Mussolini İtalya’sından devşirme ‘’halkı askerlikten soğutma” suç tarifini alanlar askerliği sorgulamanın sürekliliği ile yaşamı şiddetle özdeş kılmanın sorgulanamazlığını adaletlerinin ana unsuru yaptılar.
‘’Halkı askerlikten soğutma” suç maddesi TCK 318 uluslararası hukuka, insan haklarına ve düşünce ifade hürriyetine aykırıdır. Türk Ceza Kanunu (TCK) madde 318 biran önce kaldırılmalıdır.
Toplumsallık, güvenlik, özgürlük ve varoluşun şiddetle özdeş olduğu bir dünyada toplumsallığı güveni ve varoluşu tersinden algılamanın hapisle, işkenceyle cezalandırılması maalesef işin doğası olacaktır.
TCK madde 318’in koruduğu Hrant’ı, Rahip Santoro’yu ve Pippa’yı katleden karanlık… Bu karanlıktan katil yetiştirenler kendilerini madde 318 ile korumaya almışlardır.
Ağır bir militarist dille her gün halkı barış ve özgürlükten soğutanlar övgüye mahzar olurken, masumiyetin ve şiddetsizliğin diliyle barış mesajı vermem cezalandırıldı.
İnsanın şiddet duygusundan ve şiddetten arınması özgürlük ve barış ahlakının gerekliliğiyle ilgili. Özgürlük ve barış ahlakıyla varolma, halkı şiddetten ve silahtan soğutma çabasına sevk ediyor.

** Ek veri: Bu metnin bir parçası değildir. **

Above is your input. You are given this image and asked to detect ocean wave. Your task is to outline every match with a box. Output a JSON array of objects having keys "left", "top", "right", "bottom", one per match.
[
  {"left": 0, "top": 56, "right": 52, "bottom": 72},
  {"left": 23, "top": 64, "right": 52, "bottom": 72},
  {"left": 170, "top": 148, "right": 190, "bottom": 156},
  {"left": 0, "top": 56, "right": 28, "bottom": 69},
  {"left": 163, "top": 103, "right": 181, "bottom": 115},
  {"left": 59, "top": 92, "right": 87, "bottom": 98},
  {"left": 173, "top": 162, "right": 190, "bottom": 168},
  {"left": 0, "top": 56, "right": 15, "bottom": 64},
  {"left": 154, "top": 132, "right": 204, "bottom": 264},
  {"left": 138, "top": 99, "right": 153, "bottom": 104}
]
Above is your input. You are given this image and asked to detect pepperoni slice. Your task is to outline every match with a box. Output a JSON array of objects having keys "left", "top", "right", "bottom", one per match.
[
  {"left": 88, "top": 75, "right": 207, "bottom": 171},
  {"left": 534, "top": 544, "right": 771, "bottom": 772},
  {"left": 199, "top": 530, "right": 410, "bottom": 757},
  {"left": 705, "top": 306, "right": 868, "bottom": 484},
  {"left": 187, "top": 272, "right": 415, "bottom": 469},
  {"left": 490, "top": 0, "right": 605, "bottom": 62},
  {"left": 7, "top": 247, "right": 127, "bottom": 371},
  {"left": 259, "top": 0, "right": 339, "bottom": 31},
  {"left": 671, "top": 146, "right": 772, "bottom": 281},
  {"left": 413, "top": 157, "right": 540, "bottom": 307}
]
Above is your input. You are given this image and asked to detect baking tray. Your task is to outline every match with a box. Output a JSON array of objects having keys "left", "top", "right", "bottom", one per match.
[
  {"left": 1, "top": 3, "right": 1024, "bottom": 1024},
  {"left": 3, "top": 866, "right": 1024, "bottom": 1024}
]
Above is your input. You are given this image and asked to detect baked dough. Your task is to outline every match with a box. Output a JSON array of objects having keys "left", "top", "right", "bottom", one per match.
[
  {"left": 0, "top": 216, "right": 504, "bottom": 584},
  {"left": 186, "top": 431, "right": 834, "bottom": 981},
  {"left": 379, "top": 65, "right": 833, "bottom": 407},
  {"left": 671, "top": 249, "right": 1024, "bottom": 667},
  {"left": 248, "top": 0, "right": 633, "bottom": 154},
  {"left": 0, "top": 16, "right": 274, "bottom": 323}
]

‘’Halkı askerlikten soğutmak” gibi bir suç tarifi akıl dışıdır. Askerlik eğitimi saldırgan erkeklik kurgulamasına dayanır. Bu kurguda güç, risk, yok edicilik, yenme ve itaat vardır.Askerlikte erkek bedeni bir ilizyon halinde yeniden oluşturuluyor; yorulmaz, üşümez, korkmaz ve uyumaz… Türk Ceza Kanunu (TCK) madde 318 tam da bunu koruyor.
Bunu eleştirmek ve reddetmek suç olarak görülüyor. ‘’Halkı askerlikten soğutma” suçunu düzenleyen m.318; yaşama, düşünce ve vicdan hürriyetinin savunusunu yasaklıyor.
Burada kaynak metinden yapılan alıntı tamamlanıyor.